その後、対向車を交すために(単線なので)あちこちで停車。列車は12時を大きく回っての到着となった。昆湖飯店ドミのチェックインして眠る。

1996年8月6日火曜日

桂林から昆明へ移動

7時起床。陽朔から桂林へ。駅で水・おせんべい・ビスケット・干したさつまいもなどなどを購入。相棒はパンとタバコも購入していた。乗車時点ですでに30分ほど遅れており、柳州到着時点でそれは45分となっていた。昆明到着時には何時間の遅れになっているだろうか。
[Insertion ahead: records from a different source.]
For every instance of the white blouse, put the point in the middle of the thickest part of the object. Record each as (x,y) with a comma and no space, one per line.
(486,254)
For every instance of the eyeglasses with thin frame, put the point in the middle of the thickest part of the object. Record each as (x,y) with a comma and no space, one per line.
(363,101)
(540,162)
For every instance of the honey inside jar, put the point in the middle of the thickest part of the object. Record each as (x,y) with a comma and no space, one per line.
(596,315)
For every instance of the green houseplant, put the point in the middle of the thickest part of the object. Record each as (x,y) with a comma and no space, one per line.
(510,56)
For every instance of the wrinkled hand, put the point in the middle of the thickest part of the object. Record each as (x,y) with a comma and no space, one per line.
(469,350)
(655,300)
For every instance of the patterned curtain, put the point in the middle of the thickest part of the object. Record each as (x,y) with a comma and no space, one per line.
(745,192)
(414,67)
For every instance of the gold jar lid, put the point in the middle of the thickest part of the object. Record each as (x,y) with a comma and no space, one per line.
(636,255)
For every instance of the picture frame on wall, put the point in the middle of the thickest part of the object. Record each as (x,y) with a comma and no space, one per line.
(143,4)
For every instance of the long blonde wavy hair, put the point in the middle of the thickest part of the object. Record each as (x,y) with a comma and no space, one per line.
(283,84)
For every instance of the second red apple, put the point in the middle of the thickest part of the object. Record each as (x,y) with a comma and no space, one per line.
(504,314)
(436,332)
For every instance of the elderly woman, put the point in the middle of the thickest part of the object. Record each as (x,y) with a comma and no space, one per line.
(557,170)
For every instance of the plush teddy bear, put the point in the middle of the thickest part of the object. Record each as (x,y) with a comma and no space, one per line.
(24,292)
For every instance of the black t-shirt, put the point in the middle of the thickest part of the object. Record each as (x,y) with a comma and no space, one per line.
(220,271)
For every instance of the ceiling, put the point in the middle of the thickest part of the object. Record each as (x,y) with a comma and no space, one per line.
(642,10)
私は下舗、相棒は中舗、上舗はフランス人女性。向かいの上中下舗はなんと新彊から旅行できているという3人家族。いかにも典型的な新彊に住む知識人漢族らしく、気持ちのよい人々であった。見事に躾の行き届いた頭のよさそうな16歳の娘さんに、人のよさそうなお父さん、中国北方系女性には珍しくものやわらかなお母さんは英語ができるひとであった。フランス人女性も交え、話をする。